過去1カ月に行われたMMAの試合から青木真也が気になった試合をピックアップして語る当企画。

背景、技術、格闘技観──青木のMMA論で深く、そして広くMMAを愉しみたい。そんな青木が選んだ2020年7月の一番、第2 弾は19日に開催されたUFN172からジャック・ヘルマンソン✖ケルヴィン・ガステラムの一戦を語らおう。


──7月の青木真也が選ぶ、この一番。2試合目は?

「ジャック・ヘルマンソン✖ケルヴィン・ガステラムですね」

──ヒール決着となった。

「ハイ、そのヒールがアウトサイドのヒールで。それはちょっと笑っちゃったのですが、アウトサイドのヒールフックって、それこそカカトを抱えても取られた足とは逆の方向にグルグルグルって回れば抜けていたじゃないですか。

それがヘルマンソンの外ヒールは、回って抜けることができないラクラン・ジャイルスがADCCとかで使っていたヒールフックなんです」

──クレイグ・ジョーンズの師匠格の?

「ハイ、あのジャイルスのヒールです。僕も岩本(健汰)さんに教えてもらうまでしっかりとは分かっていなかったのですが、これまでの外ヒールはヒザを固定して、カカトを捻っていました。これだと、どうしてもロールされてしまうんです。

でもジャイルスの外ヒールっていうのは、カカトをひっかけてもそこを捻るのではなくて、固定するんです。例えば、これまでの外ヒールの場合は相手の右足を取ると外掛けで、左手でカカトを抱えて、自分の右側に捻っていくから、相手からすると左側に回って逃げることができます」

──ハイ。

「それがジェイルスの外ヒールは右足を取った場合、足は内掛けで、カカトは固定しているだけで、胸で体重をかけてから腰を突き出します。これでヒザに対して横向きにプレッシャーを与えて極めるんです。力の作用としては、腕十字のような感じですね。

この極め方はサドルからインサイド・ヒールを掛けられた時に、体を捻りつつカカトを取らせないようにして、相手のヒザを押すことでもう皆が逃げられるようになった。だから、その内ヒールを外にヒールに持ち替えて、同じ要領で腕十字のように腰を受けに持ち上げることでヒザが極まる。そういうアウトサイドのヒールなんです」

──なるほどぉ!! そんなグラップリングの最先端の技でヘルマンソンは勝っていたのですね。

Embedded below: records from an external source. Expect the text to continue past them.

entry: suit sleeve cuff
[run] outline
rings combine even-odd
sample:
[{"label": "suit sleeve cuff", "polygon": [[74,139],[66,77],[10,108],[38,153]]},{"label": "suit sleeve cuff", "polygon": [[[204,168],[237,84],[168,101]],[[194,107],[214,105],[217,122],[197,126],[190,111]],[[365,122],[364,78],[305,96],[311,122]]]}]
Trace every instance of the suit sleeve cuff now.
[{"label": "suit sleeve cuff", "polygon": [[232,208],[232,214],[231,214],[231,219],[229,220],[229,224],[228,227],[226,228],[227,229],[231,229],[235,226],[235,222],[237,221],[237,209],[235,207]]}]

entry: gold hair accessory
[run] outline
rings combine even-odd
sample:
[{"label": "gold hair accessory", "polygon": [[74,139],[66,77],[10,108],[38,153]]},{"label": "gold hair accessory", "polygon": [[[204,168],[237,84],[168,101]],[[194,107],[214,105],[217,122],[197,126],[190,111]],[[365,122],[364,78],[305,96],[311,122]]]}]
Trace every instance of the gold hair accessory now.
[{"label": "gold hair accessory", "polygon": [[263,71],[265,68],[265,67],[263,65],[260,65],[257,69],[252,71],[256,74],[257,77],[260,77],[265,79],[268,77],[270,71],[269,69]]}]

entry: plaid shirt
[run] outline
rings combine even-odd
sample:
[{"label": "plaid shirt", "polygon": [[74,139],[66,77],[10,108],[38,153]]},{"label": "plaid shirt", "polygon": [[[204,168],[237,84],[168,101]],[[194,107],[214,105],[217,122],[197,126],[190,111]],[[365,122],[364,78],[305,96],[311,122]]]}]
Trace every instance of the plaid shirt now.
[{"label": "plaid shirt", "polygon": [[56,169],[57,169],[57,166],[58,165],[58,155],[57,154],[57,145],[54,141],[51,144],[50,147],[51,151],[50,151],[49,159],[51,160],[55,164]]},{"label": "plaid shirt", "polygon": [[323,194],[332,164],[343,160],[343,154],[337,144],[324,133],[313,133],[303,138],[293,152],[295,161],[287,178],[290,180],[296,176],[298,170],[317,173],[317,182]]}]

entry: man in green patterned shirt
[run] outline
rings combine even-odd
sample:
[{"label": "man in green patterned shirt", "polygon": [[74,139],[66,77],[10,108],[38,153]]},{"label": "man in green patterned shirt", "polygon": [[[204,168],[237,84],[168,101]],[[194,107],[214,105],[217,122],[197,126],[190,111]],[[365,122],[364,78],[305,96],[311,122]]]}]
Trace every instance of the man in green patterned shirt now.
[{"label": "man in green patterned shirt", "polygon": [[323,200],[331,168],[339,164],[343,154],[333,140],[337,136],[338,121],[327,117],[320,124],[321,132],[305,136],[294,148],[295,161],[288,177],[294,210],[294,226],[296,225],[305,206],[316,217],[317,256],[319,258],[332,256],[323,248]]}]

「もうカカトのクラッチは万力で止めているようなもので、その先のヒザを極めているという形になっています。これをノルウェー人選手のヘルマンソンが、UFCで使って勝ってしまう……」

──恐ろしいですね。

「ハイ。彼はただフロントラインというユノラフ・エイネモやヨアキム・ハンセンがいたところのジムで練習しているようなので、寝技の文化はあるところにもいるんだと思います。あれだけだとMMAでは極めることは難しいかもしれないですけど、潜っておいてからならありますよね」

──でも、UFCですからね。

「逆にMMAのファイターだから、UFCといえども極まったのかもしれないですよ。今のグラップリングシーンの最先端の技を持ってきたので、またバレていないというような」

──そういう見方もできるのですね!! ところでラクラン・ジェイルスの外ヒールを日本のMMA界で見ることはありますか。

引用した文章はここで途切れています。